# Single Agent training using Malmo
This guide goes through the usage of Malmo and gives an example on how to train a Reinforcement Learning agent from [Rllib](https://docs.ray.io/en/master/) in Malmo.

This notebook requires the ```ray``` python package to be installed. It can easily be installed using pip:
```pip install ray ray[rllib] ray[tune]```

The first steps are the same as for the Random Agent example.

In [None]:
# imports
from pathlib import Path
import os

# malmoenv imports
import malmoenv
from malmoenv.utils.launcher import launch_minecraft
from malmoenv.utils.wrappers import DownsampleObs

import ray
from ray.tune import register_env

The next step is to define some constants.

The ```MISSION_XML``` is the file defining the current mission. Using RLlib can change the current working directory, so we use its absolute path. This example has been setup to work correctly with both 1 and multiple workers.

In [None]:
ENV_NAME = "malmo"
MISSION_XML = os.path.realpath('../../MalmoEnv/missions/mobchase_single_agent.xml')
COMMAND_PORT = 8999 # first port's number
xml = Path(MISSION_XML).read_text()

CHECKPOINT_FREQ = 100     # in terms of number of algorithm iterations
LOG_DIR = "results/"       # creates a new directory and puts results there

NUM_WORKERS = 1
NUM_GPUS = 0
TOTAL_STEPS = int(1e6)
launch_script = "./launchClient_quiet.sh"
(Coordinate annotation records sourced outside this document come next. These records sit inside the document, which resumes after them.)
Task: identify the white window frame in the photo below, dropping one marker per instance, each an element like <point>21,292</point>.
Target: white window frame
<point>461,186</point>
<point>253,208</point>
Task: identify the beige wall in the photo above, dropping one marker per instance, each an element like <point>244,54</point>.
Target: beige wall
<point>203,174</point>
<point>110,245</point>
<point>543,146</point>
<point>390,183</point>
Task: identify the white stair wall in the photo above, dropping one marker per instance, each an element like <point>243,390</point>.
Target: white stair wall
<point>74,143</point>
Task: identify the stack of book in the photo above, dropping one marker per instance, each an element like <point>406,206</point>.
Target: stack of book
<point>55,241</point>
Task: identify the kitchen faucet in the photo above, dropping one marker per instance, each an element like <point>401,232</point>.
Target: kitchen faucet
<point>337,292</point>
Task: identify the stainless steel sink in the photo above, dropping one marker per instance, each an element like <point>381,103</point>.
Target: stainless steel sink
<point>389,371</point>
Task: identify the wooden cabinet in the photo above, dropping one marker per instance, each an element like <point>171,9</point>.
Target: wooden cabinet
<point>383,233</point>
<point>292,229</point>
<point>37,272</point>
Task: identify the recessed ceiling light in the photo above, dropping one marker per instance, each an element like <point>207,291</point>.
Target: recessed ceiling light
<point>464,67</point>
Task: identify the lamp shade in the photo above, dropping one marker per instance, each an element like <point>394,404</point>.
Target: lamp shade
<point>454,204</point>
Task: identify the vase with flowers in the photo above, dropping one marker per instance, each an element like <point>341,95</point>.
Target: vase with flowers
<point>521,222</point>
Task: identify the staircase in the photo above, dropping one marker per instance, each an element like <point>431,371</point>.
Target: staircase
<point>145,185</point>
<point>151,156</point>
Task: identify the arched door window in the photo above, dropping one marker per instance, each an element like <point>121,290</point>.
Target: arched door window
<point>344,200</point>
Next we want to create a function that defines how the environment is generated in RLlib. This is going to be the python client connecting to the malmo instances, so make sure that these PORT numbers match the ports used later to create the Minecraft instances.
When using RLlib each worker has an index accessible by calling ```config.worker_index```, using this variable we can easily set the correct ports for each env.
If we would like to use wrappers the ```create_env``` function is a good place to add them, see the ```DownsampleObs``` wrapper added in this example.
We downsample the observations from the default ```(800, 600, 3)``` to ```(84, 84, 3)``` as the default vision models in RLlib only support a few dimensions, this being one of them. RLlib can work with any vector based observation and uses convolutional networks for input sizes of (84, 84) and (42, 42) by default. If you want to work with different input sizes check out the [RLlib documentation](https://docs.ray.io/en/master/rllib-models.html).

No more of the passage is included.